CBA $5b raising looks shaky as share price hits intraday low

- PAUL GILDER

ONE of the nation’s biggest capital raisings risks becoming a fizzer, analysts say, with Commonweal­th Bank shares yesterday sliding below the price offered to retail investors in its $5 billion rights issue as global share markets totter.

CBA shares hit an intraday low of $71.26, below the $71.50 offer price lobbed last month, before rebounding in line with the broader market to close at $72.15.

Australia’s top lender by market value is just a bad trading day away from placing its cash drive in jeopardy, with the underwrite­rs of the remaining $2.9 billion offer – investment banks Morgan Stanley and UBS – faced with a potentiall­y hefty bill after committing to soak up any shortfall when the offer closes at 5pm on Tuesday.

Goldman Sachs is in the same boat, albeit to a much smaller degree, as the underwrite­r to department store Myer’s poorly received $221 million raising announced earlier this week.

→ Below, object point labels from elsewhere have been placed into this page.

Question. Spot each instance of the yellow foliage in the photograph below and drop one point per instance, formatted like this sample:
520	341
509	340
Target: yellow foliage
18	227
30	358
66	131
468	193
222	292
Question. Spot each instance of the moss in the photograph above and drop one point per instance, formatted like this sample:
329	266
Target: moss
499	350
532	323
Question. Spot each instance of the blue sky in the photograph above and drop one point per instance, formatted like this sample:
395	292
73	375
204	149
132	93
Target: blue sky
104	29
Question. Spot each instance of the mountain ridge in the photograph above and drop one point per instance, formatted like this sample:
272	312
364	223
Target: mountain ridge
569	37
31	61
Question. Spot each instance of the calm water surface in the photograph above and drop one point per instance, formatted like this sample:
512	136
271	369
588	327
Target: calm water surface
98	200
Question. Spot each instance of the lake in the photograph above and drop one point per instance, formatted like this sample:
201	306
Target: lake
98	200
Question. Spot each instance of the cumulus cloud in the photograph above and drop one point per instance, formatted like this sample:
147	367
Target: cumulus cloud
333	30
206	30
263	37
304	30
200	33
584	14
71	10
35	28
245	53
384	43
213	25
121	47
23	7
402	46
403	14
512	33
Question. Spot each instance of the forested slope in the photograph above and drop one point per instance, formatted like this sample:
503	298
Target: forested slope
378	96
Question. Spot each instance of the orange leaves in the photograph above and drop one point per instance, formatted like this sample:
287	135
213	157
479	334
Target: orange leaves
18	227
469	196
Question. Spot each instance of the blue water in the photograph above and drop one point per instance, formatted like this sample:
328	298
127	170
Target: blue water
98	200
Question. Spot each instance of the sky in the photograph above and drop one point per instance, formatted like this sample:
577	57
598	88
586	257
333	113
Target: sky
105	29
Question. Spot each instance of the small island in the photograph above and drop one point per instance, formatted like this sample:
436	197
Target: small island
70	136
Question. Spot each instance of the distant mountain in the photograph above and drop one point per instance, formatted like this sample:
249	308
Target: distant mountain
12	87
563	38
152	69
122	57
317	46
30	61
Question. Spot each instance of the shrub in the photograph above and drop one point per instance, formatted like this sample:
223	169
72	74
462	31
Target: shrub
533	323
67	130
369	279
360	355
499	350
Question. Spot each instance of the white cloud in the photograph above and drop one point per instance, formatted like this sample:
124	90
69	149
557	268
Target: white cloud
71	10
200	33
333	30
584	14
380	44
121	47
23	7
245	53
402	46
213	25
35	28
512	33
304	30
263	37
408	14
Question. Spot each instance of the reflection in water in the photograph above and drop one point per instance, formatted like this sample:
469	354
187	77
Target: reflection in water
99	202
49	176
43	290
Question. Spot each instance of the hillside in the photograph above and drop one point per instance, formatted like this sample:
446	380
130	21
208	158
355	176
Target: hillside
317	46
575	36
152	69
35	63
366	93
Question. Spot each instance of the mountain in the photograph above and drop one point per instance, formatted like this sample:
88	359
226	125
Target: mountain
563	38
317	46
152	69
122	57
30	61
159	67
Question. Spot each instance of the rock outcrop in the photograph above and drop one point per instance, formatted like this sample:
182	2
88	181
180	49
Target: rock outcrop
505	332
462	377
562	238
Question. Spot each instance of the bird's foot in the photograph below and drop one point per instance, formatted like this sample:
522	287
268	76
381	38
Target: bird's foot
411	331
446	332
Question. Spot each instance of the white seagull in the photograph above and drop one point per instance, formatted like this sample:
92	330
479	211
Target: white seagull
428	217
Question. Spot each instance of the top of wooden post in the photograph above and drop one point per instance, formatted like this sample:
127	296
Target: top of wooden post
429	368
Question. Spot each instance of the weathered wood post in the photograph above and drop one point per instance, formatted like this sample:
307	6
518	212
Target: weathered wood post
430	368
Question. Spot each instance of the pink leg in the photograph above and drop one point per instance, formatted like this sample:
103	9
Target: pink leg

Myer, which offered shareholde­rs two new shares for every five held at 94¢ a share while also tabling a 70 per cent slide in net profit for 2014-15, saw its shares plunge more than 20 per cent to an all-time low of 90¢ days after the announceme­nt.

For CBA, such a slump in its share price would have seemed unthinkabl­e when it launched its bumper offer on August 12, with the one-for-23 deal priced at a 10.5 per cent discount to its then $82.12 share price.

Since then, investors have been swamped by bad news, spooked by signs that China’s slowdown could prove longlastin­g and that its government appears to have run out of ideas on how to arrest a destabilis­ing share market rout.

Domestic data did little to restore confidence this week, with the latest growth and consumer spending figures both undershoot­ing expectatio­ns.

America was last night set to provide the next flashpoint for global markets, with investors ready to pounce on any weakness in the August jobs figures.

Australia’s benchmark ASX 200 closed up 0.3 per cent yesterday at 5040.6 points, but has lost almost 8 per cent since CBA lobbed its offer.

Australia’s biggest lenders have been hit with the challenge of finding more funds to meet stricter capital reserve rules after the banking regulator, the Australian Prudential Regulation Authority, said in July an additional $28 billion would likely need to be sourced.

Options-Xpress analyst Ben le Brun said CBA had consistent­ly traded at a premium to other internatio­nal banks but was now being dragged back.